The antirealist, anti-functionalist, anti-physicalist panpsychic neodualists—Chalmers (1995, 1996, 2002), Clark (1999), Strawson (1994, 2006), Nagel (1979), Jackson (1982)—argue that consciousness, human or divine, cannot, in principle, be grasped by realist, functionalist, emergentist attempts to reduce it to physical structures and functions of the merely physical human organism. Here, the “explanatory gap” between subjective mental/emotional/spiritual experience, and any purely physical substrate cannot, in principle, be closed. This amounts to a refutation of the prevailing scientific orthodoxy of the monistic ontology of Physicalism/Materialism. Indeed, risky metaphysics in a world whose high cultural persuasion is the scientific manifesto of mechanistic Scientific Materialism (Scientism). (Funding caveat: don’t try if it’s non-materialist, non-Standard Model research.)

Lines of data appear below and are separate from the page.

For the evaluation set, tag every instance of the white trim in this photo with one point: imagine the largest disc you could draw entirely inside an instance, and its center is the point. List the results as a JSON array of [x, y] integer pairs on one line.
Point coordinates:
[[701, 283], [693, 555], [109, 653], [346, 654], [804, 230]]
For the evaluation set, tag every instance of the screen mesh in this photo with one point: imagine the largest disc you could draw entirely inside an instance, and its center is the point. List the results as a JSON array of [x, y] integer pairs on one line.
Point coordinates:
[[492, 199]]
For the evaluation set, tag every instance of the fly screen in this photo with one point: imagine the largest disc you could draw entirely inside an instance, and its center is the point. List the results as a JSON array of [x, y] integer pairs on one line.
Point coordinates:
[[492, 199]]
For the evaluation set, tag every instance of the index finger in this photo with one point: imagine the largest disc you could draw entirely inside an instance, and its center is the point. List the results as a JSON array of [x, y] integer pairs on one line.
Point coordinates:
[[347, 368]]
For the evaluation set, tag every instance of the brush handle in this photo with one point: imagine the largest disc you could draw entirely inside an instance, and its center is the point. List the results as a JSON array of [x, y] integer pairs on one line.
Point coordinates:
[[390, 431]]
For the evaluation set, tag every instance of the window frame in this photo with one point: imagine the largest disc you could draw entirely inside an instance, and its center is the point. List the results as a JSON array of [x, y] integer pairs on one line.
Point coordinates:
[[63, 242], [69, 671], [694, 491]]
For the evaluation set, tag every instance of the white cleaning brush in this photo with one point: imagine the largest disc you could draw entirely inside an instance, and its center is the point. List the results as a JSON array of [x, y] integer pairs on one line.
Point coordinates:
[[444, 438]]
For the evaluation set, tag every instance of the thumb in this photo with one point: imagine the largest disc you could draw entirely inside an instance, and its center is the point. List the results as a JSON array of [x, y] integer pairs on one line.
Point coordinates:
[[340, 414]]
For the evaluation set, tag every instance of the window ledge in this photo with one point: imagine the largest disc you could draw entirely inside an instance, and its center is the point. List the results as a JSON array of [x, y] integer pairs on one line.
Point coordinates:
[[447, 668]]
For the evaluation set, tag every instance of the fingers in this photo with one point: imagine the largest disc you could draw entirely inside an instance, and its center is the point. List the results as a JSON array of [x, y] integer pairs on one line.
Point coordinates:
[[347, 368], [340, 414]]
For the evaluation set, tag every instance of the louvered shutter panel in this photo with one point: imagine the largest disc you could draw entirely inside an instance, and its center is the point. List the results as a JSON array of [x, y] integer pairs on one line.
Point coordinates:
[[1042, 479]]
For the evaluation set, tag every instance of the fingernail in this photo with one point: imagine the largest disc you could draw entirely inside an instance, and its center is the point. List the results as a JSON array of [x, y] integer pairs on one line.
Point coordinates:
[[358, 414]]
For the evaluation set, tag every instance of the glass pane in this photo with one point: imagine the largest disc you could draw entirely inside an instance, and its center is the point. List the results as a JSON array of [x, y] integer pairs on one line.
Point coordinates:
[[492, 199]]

Hence, neodualist, proto-idealist, panpsychic theories are anti-physicalist, and therefore may be construed as non-reductionist, even anti-theory arguments for the non-physical, immaterial, idealist nature of consciousness/mind. Such ontological Idealism—West or East—is anathema in contemporary science and philosophy of mind. This anti-realist, anti-physicalist real work represents a brave new cognitive world in consciousness studies (davidpaulboaz.org, “The Problem and the Opportunity of Consciousness”).